Cantor Fitzgerald is reportedly stepping into the Bitcoin investment arena with plans to launch a $3 billion digital asset venture, Financial Times reported on April 23.
The initiative is backed by heavyweight partners, including stablecoin issuer Tether, SoftBank, and crypto platform Bitfinex.
21 Capital
The venture, named 21 Capital, will use $200 million in seed funding secured by Cantor Equity Partners in January.
Brandon Lutnick, son of US Commerce Secretary Howard Lutnick, leads the effort. The company aims to mirror the Bitcoin-focused process that turned MicroStrategy, now rebranded as Strategy, into a dominant force in the market.

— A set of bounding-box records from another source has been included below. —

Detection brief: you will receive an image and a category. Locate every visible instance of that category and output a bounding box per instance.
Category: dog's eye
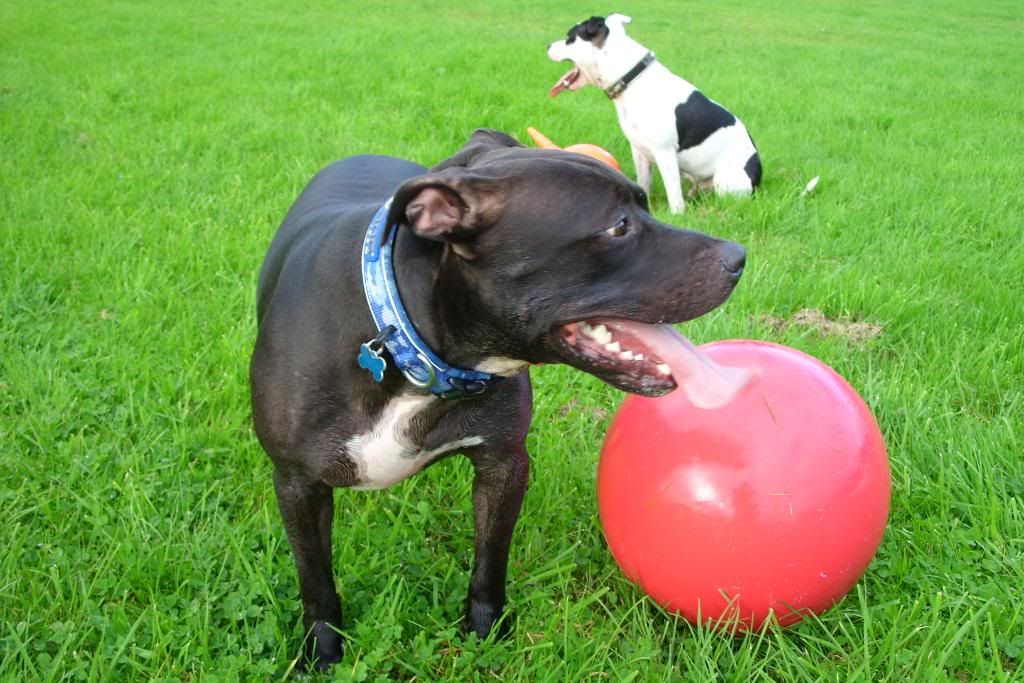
[604,218,630,238]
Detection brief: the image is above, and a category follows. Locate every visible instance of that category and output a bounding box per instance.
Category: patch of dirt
[759,308,882,344]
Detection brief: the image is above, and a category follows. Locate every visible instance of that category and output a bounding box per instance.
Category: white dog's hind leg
[711,168,754,195]
[654,150,686,213]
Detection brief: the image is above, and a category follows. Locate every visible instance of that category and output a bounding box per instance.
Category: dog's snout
[719,242,746,278]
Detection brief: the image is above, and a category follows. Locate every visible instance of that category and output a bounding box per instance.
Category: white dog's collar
[604,51,654,99]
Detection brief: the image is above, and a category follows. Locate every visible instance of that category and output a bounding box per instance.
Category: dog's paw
[296,622,345,672]
[462,600,512,640]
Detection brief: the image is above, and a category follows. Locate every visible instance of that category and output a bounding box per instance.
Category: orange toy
[526,128,623,172]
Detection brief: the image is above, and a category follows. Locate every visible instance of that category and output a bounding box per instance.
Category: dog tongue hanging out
[548,14,761,213]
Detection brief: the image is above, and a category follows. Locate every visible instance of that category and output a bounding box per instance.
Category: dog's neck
[589,36,649,90]
[393,226,526,376]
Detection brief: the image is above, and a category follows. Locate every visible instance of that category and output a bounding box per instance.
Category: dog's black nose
[719,242,746,278]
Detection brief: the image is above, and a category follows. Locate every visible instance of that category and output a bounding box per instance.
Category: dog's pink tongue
[644,325,754,410]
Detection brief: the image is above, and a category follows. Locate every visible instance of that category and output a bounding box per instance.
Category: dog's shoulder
[676,88,736,151]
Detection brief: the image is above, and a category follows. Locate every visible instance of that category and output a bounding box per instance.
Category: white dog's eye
[604,218,630,238]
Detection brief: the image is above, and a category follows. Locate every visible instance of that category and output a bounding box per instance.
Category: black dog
[251,130,744,669]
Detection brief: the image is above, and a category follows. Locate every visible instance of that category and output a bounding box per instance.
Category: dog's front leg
[465,444,529,638]
[273,467,345,671]
[654,148,686,213]
[630,142,653,197]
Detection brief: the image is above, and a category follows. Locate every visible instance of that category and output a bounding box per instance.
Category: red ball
[597,340,891,632]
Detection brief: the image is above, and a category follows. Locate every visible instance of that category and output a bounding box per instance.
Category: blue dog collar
[359,200,494,398]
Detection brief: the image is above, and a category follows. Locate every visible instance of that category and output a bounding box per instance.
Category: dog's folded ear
[388,168,505,258]
[430,128,522,171]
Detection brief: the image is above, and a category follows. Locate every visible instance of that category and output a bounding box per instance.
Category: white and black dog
[548,14,761,213]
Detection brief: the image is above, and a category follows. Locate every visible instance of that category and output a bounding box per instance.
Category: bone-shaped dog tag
[359,340,387,382]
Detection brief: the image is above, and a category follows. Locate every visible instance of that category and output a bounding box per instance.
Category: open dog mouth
[548,67,580,97]
[553,318,753,409]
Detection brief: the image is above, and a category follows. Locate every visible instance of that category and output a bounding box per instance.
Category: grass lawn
[0,0,1024,682]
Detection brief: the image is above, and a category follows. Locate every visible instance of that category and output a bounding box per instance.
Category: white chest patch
[345,395,483,490]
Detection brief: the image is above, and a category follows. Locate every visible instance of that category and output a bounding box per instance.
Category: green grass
[0,0,1024,682]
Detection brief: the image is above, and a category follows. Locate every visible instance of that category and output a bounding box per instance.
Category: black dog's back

Unlike Strategy, which bought Bitcoin directly to build its holdings, 21 Capital will start with contributions from its founding partners. Tether is expected to provide $1.5 billion worth of Bitcoin. SoftBank will add $900 million, and Bitfinex will contribute $600 million.

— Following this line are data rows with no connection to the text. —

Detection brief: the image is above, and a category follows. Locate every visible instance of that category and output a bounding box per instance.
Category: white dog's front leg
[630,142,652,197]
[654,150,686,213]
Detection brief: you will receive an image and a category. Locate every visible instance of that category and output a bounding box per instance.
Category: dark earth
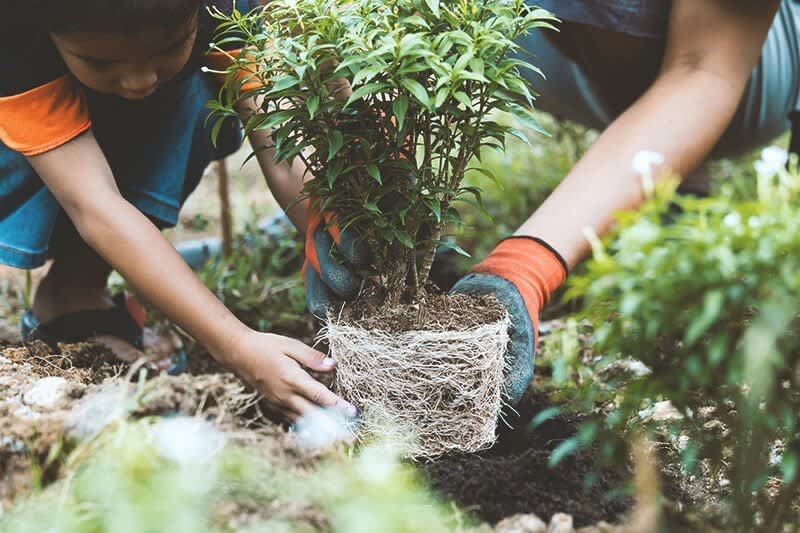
[421,394,632,527]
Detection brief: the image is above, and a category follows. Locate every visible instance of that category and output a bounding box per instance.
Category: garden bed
[0,336,626,530]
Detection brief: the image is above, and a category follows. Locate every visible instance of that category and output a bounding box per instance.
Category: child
[0,0,355,420]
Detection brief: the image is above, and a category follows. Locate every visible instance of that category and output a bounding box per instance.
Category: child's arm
[236,98,313,234]
[29,131,355,419]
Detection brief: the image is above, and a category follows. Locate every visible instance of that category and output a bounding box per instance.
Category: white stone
[547,513,575,533]
[22,376,73,410]
[619,359,653,378]
[632,150,664,176]
[153,416,225,465]
[64,382,136,440]
[650,400,683,422]
[753,146,789,177]
[293,409,355,450]
[495,514,547,533]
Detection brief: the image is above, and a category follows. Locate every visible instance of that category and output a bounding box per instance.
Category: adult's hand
[450,236,567,403]
[303,201,369,319]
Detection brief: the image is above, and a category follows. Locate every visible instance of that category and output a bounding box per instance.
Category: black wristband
[500,235,569,278]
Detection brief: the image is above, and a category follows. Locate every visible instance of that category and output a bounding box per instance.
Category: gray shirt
[536,0,672,37]
[520,0,800,155]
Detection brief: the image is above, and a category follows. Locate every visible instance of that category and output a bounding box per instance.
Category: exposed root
[321,316,510,458]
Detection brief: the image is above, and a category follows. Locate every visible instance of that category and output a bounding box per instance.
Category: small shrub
[209,0,554,303]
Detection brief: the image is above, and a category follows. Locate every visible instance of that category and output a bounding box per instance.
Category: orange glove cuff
[472,236,568,317]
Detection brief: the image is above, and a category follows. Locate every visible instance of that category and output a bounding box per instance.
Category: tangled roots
[321,315,510,458]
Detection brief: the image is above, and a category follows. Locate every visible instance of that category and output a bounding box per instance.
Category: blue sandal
[20,292,188,375]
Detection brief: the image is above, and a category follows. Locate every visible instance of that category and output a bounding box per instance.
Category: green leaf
[267,76,300,95]
[344,83,390,108]
[433,87,450,108]
[453,91,475,111]
[425,0,441,17]
[439,240,472,257]
[367,163,383,185]
[328,130,344,161]
[529,407,561,428]
[400,78,431,109]
[306,94,319,119]
[424,198,442,222]
[684,290,725,346]
[392,94,408,130]
[392,228,414,250]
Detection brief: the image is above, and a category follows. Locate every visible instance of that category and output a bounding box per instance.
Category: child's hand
[227,330,357,422]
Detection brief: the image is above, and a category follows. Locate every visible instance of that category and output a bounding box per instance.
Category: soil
[421,394,632,527]
[344,290,506,333]
[0,336,628,530]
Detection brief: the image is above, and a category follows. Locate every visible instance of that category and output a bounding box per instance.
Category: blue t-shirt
[536,0,672,38]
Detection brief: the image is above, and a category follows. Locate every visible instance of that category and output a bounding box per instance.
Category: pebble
[64,382,136,440]
[153,416,225,465]
[639,400,683,422]
[578,521,620,533]
[22,376,74,411]
[547,513,575,533]
[293,409,355,450]
[495,514,547,533]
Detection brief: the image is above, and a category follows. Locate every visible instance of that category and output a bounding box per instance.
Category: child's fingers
[284,339,336,372]
[288,396,320,422]
[296,374,358,417]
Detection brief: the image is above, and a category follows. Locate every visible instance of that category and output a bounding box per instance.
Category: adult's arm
[516,0,780,267]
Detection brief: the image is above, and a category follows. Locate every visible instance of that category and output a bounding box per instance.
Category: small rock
[153,416,225,465]
[22,376,74,411]
[293,409,355,450]
[64,382,136,440]
[577,521,625,533]
[547,513,575,533]
[11,405,42,420]
[495,514,547,533]
[650,400,683,422]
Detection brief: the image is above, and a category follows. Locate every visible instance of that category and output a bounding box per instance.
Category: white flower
[294,409,355,450]
[722,211,742,228]
[153,416,225,465]
[633,150,665,176]
[753,146,789,177]
[747,215,761,229]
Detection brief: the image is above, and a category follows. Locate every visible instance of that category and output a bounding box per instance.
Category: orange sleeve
[206,48,263,92]
[0,75,92,156]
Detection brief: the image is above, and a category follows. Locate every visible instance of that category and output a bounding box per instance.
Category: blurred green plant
[564,149,800,531]
[0,418,461,533]
[198,217,313,337]
[457,112,596,270]
[212,0,555,302]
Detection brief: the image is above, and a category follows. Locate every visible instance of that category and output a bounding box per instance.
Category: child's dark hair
[32,0,208,33]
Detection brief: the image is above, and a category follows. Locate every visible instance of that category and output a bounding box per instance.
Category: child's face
[52,15,198,100]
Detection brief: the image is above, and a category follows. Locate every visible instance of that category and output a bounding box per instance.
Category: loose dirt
[421,394,631,527]
[344,291,506,333]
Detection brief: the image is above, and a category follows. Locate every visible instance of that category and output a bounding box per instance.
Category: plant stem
[217,159,233,257]
[415,218,449,294]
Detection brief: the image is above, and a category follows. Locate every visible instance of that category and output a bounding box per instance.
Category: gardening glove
[450,236,567,403]
[303,201,370,319]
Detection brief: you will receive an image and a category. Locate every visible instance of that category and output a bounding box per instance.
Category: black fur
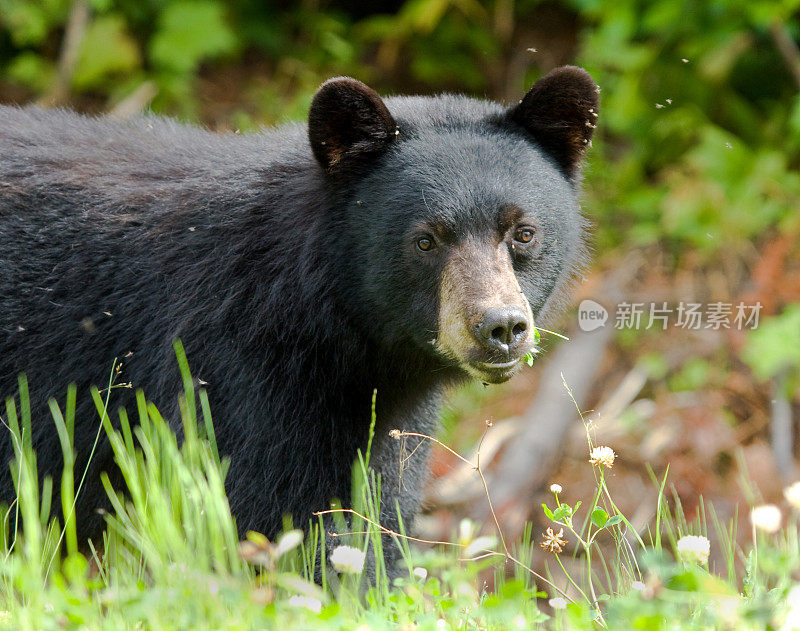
[0,72,594,564]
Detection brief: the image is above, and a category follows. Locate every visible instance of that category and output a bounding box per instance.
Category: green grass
[0,345,800,630]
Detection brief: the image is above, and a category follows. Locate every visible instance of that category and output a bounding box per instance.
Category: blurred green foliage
[0,0,800,257]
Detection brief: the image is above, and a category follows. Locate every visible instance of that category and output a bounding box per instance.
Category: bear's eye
[514,226,536,243]
[417,237,436,252]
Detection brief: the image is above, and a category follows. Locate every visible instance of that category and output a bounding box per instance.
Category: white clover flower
[750,504,782,534]
[464,535,497,559]
[547,596,567,609]
[330,546,366,574]
[589,446,617,469]
[678,535,711,563]
[783,481,800,511]
[289,594,322,613]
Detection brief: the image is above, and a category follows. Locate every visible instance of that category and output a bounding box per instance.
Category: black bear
[0,67,598,552]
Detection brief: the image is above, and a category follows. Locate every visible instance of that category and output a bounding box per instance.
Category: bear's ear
[506,66,600,177]
[308,77,397,173]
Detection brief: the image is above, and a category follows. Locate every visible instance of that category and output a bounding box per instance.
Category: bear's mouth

Beyond these initial assets, 21 Capital also plans to raise another $550 million. This will include $350 million from convertible bonds and $200 million through private equity. The fresh capital will go toward further Bitcoin acquisitions, positioning the firm to compete with existing public companies holding large crypto reserves.

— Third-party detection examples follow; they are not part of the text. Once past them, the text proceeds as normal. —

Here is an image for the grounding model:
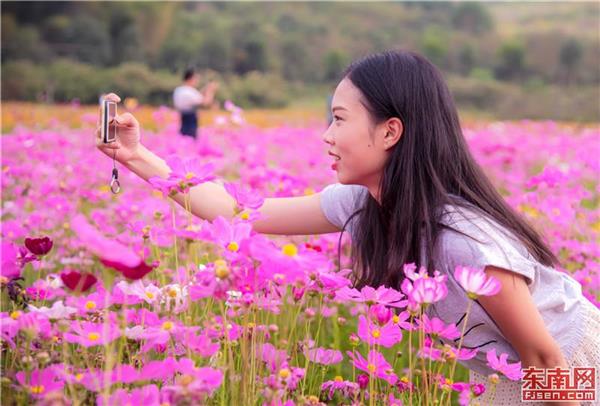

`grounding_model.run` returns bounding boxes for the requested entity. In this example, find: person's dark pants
[179,112,198,138]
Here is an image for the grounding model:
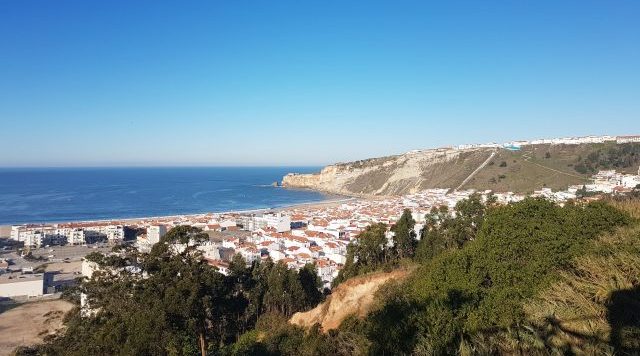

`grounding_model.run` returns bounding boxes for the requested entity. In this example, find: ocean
[0,167,332,225]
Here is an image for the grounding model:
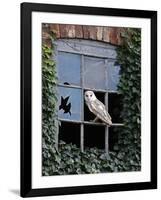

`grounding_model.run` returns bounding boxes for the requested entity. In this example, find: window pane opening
[84,92,105,122]
[108,93,122,123]
[84,125,105,149]
[59,122,80,148]
[109,127,122,151]
[58,52,81,85]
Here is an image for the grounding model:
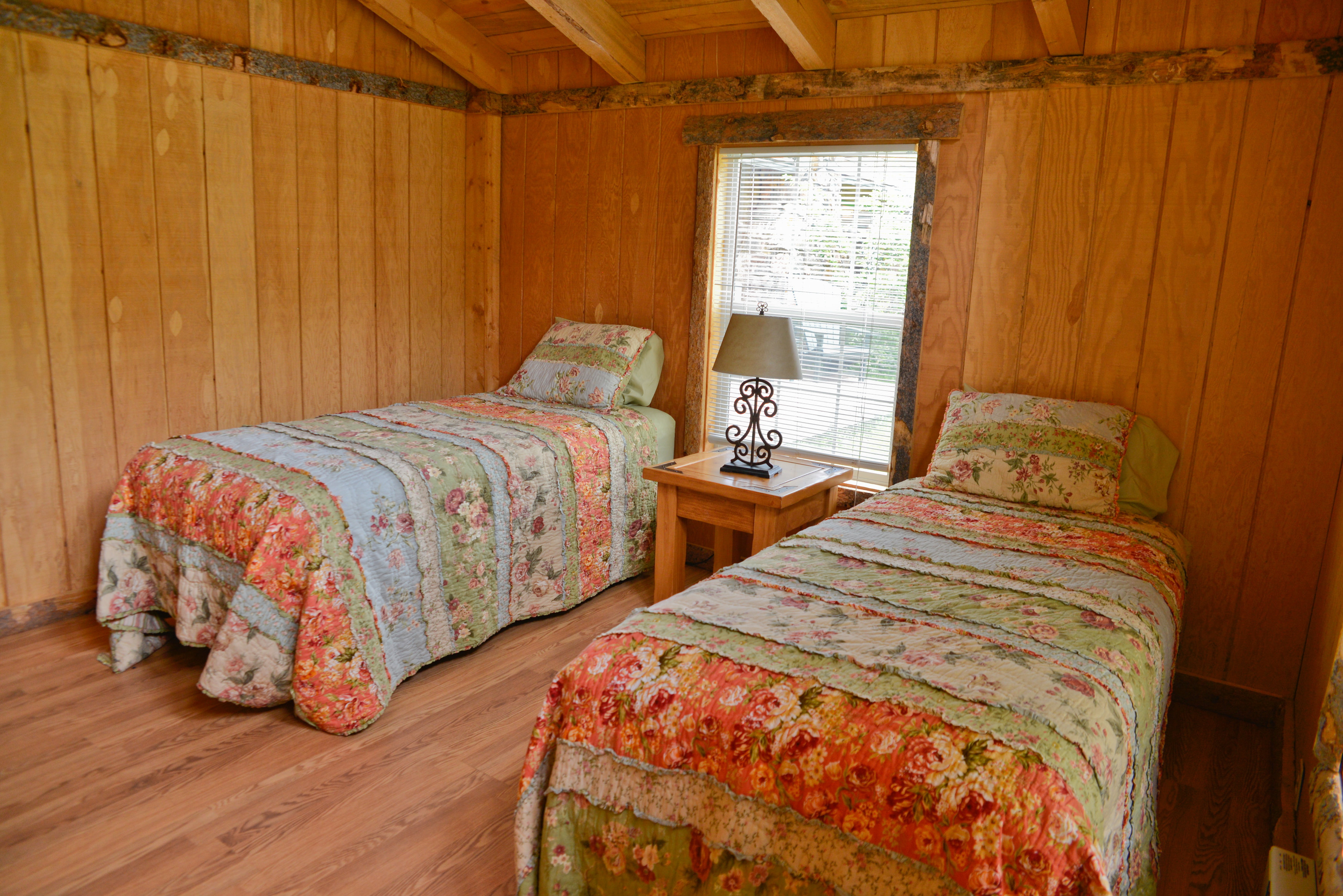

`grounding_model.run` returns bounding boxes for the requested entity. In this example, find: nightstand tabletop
[643,447,853,508]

To support its operations, Cantor Fitzgerald has brought on Copper and Anchorage Digital to manage custody and collateral. The goal is to offer secure, Bitcoin-backed financing solutions tailored to institutional investors.
Institutional demand for Bitcoin grows
This venture underlines a rising trend of traditional financial institutions deepening their exposure to digital assets.
Cantor Fitzgerald’s move mirrors the shift that made Strategy a top stock performer by providing investors with indirect Bitcoin exposure.
Strategy currently holds over 534,000 BTC, valued at nearly $50 billion, making it the largest corporate holder of the top crypto asset.
Meanwhile, SoftBank’s participation in 21 Capital also signals a renewed bet on Bitcoin.
VanEck’s Mathew Sigel pointed out that the firm’s CEO, Masayoshi Son, reportedly lost over $130 million after a poorly timed $200 million BTC investment in 2017.
This time, however, SoftBank appears committed to the long term. Earlier in the year, it invested $50 million in Cipher Mining and entered negotiations to support high-performance computing infrastructure, although the deal fell through.